Choć trudno w to uwierzyć, znana i lubiana Magda Gessler kończy dziś 68 lat. Dzięki swoim barwnym stylizacjom i pozytywnemu nastawieniu wydaje się, że kobieta wciąż ma w sobie cząstkę wiecznego dziecka.
Magda Gessler obchodzi 68 urodziny
Magda Gessler to popularna w całej Polsce „kreatorka smaku i stylu”. Od dawna jest osobistością w świecie gastronomii, jednak rozpoznawalność telewizyjną przyniósł jej hitowy program Kuchenne Rewolucje, który jest na antenie od ponad 10 lat i doczekał się 22 sezonów.
Magda Gessler jest również jurorką Masterchefa, prowadzi restauracje w Warszawie (w tym jej wizytówkę – U Fukiera), ma własny biznes mięsny oraz wytwórnie lodów. Ostatnio, w napływie lockdownowej kreatywności, napisała autobiografię, która szturmem zdobywa listy bestsellerów. Bez wątpienia jest zapracowaną kobietą.
Ulgą w zgiełku codzienności mają być jej ukochane dzieci: Tadeusz i Lara, którzy dzięki znanej mamie wkraczają swoim tempem do świata showbiznesu i gastronomii. Ostatnio rodzinę Gesslerów zasiliła Nena, córeczka Lary. Po drugiej stronie Atlantyku czeka na Magdę ukochany partner Waldemar, którego restauratorka często odwiedza. Bardzo przeżyła rozłąkę z mężczyzną w czasie pandemii.

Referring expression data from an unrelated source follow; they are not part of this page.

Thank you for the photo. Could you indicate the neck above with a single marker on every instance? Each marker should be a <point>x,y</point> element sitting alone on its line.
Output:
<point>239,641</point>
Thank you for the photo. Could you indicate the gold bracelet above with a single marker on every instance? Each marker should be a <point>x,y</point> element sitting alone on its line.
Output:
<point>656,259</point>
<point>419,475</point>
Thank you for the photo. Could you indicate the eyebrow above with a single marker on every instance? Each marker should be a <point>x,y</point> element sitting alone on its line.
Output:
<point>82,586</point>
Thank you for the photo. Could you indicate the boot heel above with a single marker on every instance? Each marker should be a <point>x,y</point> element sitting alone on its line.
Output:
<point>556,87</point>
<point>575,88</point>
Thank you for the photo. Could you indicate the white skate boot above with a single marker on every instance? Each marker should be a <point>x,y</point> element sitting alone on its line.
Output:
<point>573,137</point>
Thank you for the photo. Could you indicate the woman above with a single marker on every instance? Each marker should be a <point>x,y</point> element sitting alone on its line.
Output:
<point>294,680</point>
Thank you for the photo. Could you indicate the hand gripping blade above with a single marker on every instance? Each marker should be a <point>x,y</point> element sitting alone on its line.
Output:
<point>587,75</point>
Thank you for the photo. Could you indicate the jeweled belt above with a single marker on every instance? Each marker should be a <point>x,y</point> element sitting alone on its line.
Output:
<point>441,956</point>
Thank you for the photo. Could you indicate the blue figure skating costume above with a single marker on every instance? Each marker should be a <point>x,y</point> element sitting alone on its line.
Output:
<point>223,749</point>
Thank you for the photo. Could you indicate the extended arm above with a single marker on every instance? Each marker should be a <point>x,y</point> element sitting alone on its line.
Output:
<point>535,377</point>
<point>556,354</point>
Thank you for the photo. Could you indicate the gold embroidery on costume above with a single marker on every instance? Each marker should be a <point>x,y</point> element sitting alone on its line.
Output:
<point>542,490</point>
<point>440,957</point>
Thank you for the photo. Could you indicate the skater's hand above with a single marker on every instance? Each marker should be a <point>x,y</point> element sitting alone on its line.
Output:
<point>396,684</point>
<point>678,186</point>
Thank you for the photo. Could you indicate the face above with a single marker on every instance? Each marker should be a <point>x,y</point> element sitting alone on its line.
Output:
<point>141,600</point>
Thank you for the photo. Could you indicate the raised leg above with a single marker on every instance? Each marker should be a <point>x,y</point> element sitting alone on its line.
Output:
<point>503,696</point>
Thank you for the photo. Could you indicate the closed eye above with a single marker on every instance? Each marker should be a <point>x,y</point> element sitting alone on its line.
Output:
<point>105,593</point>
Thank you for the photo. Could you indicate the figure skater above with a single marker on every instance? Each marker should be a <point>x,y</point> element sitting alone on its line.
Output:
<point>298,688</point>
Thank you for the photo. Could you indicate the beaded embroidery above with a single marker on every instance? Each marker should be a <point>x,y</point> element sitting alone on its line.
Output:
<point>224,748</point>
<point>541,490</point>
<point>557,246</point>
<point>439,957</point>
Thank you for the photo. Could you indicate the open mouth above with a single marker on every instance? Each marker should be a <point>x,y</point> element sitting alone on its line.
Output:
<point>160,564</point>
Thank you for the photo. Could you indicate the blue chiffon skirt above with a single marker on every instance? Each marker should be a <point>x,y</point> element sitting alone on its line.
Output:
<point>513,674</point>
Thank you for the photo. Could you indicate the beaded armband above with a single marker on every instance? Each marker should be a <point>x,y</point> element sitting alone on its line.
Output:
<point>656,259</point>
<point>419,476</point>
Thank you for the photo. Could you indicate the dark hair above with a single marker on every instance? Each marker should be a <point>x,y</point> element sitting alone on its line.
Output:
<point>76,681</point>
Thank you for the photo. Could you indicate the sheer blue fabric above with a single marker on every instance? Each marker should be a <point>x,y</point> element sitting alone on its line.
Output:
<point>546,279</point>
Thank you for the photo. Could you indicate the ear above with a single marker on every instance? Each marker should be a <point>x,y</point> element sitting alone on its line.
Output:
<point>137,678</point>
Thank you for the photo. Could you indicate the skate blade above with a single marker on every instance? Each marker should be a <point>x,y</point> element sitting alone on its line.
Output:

Magda Gessler straciła dziecko
Jednak życie Magdy nie zawsze było usłane różami. Dzięki wpływowemu ojcu, Mirosławowi Ikonowiczowi, który był korespondentem Polskiej Agencji Prasowej, dzieciństwo Magda spędziła na Kubie, w Bułgarii, a potem w Hiszpanii.
Okazuje się, że najgorsze miało dopiero nadejść. Gdy Magda była ze swoim pierwszym mężem, po urodzeniu Tadeusza, zaszła ponownie w ciążę. Ta zakończyła się wcześniejszym porodem, na co szpital w Hiszpanii w latach 80. nie był przygotowany. Dziewczynka zmarła dwa tygodnie później.
Magda Gessler skomentowała całe zajście na łamach portalu Ofeminin.pl przy okazji protestów w październiku, które wybuchły po opublikowaniu wyroku Trybunału Konstytucyjnego ograniczającego prawo aborcyjne.
– To były bardzo trudne momenty, ponieważ dokładnie zdawałam sobie sprawę z zaistniałego zagrożenia. Świadomie zdecydowałam, żeby ratować dziecko, wiedząc, że grozi mi śmierć. Zgodziłam się na to, mimo ryzyka, że mogę osierocić Tadeusza. Tylko i wyłącznie matka może podjąć decyzję odnośnie ciąży, a inni nie powinni tego oceniać. Zwłaszcza gdy w grę wchodzi również jej życie – wyznała królowa polskiej gastronomii
Bez wątpienia śmierć własnego dziecka to coś, co zmienia człowieka na zawsze. Niewyobrażalny ból dla matki na pewno umocnił Magdę Gessler i wpłynął na to, jaką osobą jest dzisiaj.